The Governor's Palace, adjacent to the Plaza de Espana, was the headquarters for the American naval governors responsible for the administration of the island.###
The China Clipper, a Martin flying boat of Pan American Airways, docks off Sumay in November 1935 on the first transPacific air mail flight. The aircraft, with its 130-foot wingspread, began its 16,000-mile voyage from Alameda, Calif., soared over the seas to Honolulu, Midway Island, Wake Island, Guam, and Manila, then doubled back the same way for the return (top). Marine Henry Delooff poses near the bow of the Clipper. The Pan American base and the Marine Barracks were both located in Sumay, which was devastated in the Liberation (right).###
Men of the Insular Force Guard march in parade (top).

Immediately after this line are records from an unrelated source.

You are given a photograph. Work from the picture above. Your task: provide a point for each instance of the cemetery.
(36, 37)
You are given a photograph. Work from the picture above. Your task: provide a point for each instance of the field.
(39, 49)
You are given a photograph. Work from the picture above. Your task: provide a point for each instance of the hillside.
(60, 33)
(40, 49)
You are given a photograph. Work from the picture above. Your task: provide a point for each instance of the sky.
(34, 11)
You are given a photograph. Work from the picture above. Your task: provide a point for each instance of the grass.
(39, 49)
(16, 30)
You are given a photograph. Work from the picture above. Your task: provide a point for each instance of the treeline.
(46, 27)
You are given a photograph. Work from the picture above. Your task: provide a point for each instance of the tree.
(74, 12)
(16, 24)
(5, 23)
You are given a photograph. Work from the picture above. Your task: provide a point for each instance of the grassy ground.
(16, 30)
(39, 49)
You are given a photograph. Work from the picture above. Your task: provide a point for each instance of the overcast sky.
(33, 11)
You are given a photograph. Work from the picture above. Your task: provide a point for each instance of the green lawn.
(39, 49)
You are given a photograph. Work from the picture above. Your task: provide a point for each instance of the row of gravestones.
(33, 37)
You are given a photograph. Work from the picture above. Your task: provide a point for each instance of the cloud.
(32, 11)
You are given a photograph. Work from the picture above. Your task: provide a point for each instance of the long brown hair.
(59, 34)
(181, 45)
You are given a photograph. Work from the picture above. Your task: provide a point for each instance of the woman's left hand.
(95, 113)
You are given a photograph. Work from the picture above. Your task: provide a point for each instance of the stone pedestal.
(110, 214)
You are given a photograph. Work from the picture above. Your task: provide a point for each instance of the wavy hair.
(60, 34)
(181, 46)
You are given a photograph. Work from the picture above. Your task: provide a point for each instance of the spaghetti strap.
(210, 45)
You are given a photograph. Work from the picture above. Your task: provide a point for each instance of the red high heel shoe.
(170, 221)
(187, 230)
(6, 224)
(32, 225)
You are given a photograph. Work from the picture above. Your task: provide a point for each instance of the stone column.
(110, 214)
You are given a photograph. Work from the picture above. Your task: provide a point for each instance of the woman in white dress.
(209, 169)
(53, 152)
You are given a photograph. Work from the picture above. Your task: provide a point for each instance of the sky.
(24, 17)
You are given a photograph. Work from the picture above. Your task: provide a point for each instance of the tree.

Paid $30 a month, they performed duties of naval enlisted men and dressed like Navy personnel; the group was attached to the Naval Station garrison. The Insular Guard, members of which challenged the Japanese invasion force at the Plaza de Espana on Dec. 10, 1941, were part of this group. The group was established only months before the war's beginning. At top right and bottom, members of the Guam Militia drill in formation at the Piti Navy Yard. The pre-war, quasi-military organization was manned by volunteers.###
Sumay village, in what is now the Naval Station, rivaled Agana as the island's commercial center in pre-war Guam (top). Governor George McMillin and his family in a portrait. He was the naval governor of Guam on Dec. 8, 1941 (bottom, left). Three Chamorro women pose for a photograph (bottom, right).